Wed, 01/06/2021 - 16:51

Editorial

Before now, few American voters would have known that the sixth day of January following a presidential election year was important. That is the day on which the presiding officer of the United States Senate opens “all the certificates and papers purporting to be certificates of the electoral votes . . . beginning with the letter A,” as set out in federal law, which also provides for objections. Objections, notably, must “state clearly” the grounds on which they are based.

One has to believe that the authors of the Constitution and of the subsequent amendments and election laws indeed anticipated a time like the present. The detail with which procedures govern the selection of a president and vice president supports the idea that they were trying their best to assure a democratic process.
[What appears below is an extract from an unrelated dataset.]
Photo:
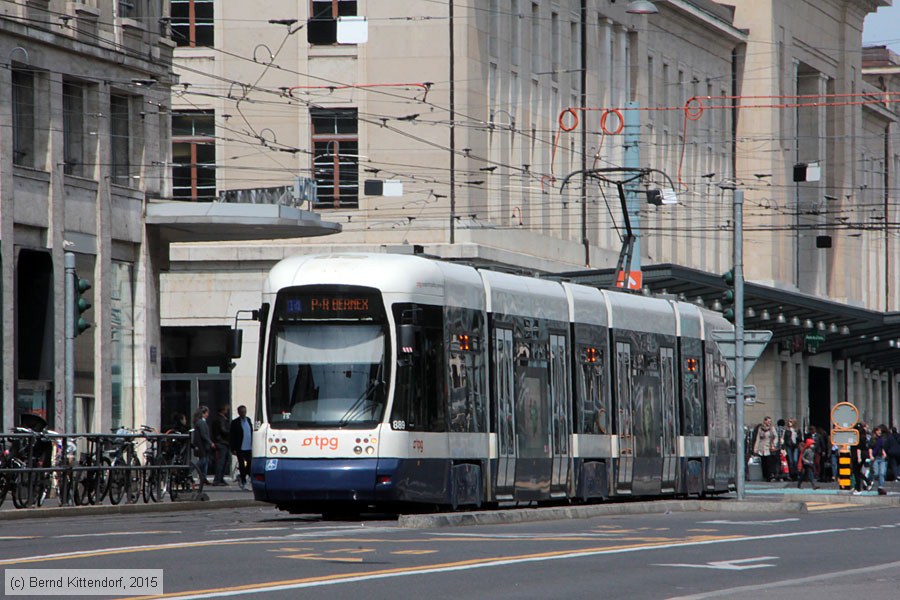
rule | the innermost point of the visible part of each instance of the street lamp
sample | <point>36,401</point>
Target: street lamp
<point>641,7</point>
They also made clear that the states, not Congress, choose electors and the manner in which they are selected. This left Congress in a role more akin to a court of justice, should objections be made. “State clearly,” the law says.

Clear is not a word that came to mind as President Trump and his legal representatives reacted to the outcome of the election with a blizzard of contradictory and unfounded claims of fraud. Sadly, many Trump supporters believe that their votes were stolen, because he told them so. This, too, is something that the founders and subsequent Congresses anticipated. Electors chosen by the states were intended to act as a wall to thwart the enemies of representative democracy.

The founders were closer in time to despotic rule, having just won independence from England, and, as a consequence, were remarkably prescient in anticipating days like these. Though the U.S. system has its flaws, and voters of color continue to be disenfranchised, it worked. That is something that Americans of every political persuasion can take pride in.